Who need the perp? Not me.

Perp walks. I just saw one on local TV. The “perp” looked as if his head was going to snap as he walked with his head away from the cameras. This young suspect of a home invasion robbery in nearby Port Arthur, Texas, was able to pull his sweater over his head. The few local reporters there all asked the man if he pulled off the crime. Apparently, the man didn’t answer, on camera at least. He probably said that he didn’t do it. Do what, Man? It is likely he’s done a crime or two before.

The perp walk typically happens when the cops call or email the press about an upcoming prisoner transfer to jail or arraignment. Usually, the reporters don’t just come up on a perp walk on their own.

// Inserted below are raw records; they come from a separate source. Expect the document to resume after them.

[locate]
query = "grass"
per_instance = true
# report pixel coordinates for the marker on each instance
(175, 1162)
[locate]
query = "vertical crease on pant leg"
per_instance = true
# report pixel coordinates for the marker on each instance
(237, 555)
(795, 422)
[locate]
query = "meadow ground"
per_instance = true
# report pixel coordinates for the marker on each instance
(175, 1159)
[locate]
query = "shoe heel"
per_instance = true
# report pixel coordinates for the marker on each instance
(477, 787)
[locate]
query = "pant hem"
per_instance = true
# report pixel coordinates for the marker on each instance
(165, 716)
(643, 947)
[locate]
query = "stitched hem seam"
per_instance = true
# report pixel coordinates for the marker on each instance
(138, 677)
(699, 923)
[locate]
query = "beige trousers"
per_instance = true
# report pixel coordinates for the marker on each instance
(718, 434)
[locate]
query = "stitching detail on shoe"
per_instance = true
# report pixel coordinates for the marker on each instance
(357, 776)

I went to a few perp walks in my career in the news business. I found those occasions only slightly more useful to a news story than the “man on the street” interviews, what we called the “geek on the street.”

Maybe other countries are above such showmanship. Say nations like North Korea. Yes, it seems totalitarian nations would love a similar exhibition. But maybe not, if on the other shoe. The other stinky shoe of Kim Jong-Un.

I wouldn’t like to be on the other shoe. Pew.

Perhaps an all-star cast, starring Kim, maybe even Dick Cheney. And too bad Hitler’s dead. We can’t do Adolf. And I doubt we would get even get the live ones, like Cheney.

So TV news stars to be, here is a thought. Unless your manager, makes you go to a perp walk, I suggest you do something else. Maybe there will be a birthday celebration for someone who is turning 105 years in age. Or maybe the local firefighters are rescuing a cat from a well, perhaps even there is a real story out there. Even a blind pig finds an acorn every now and then.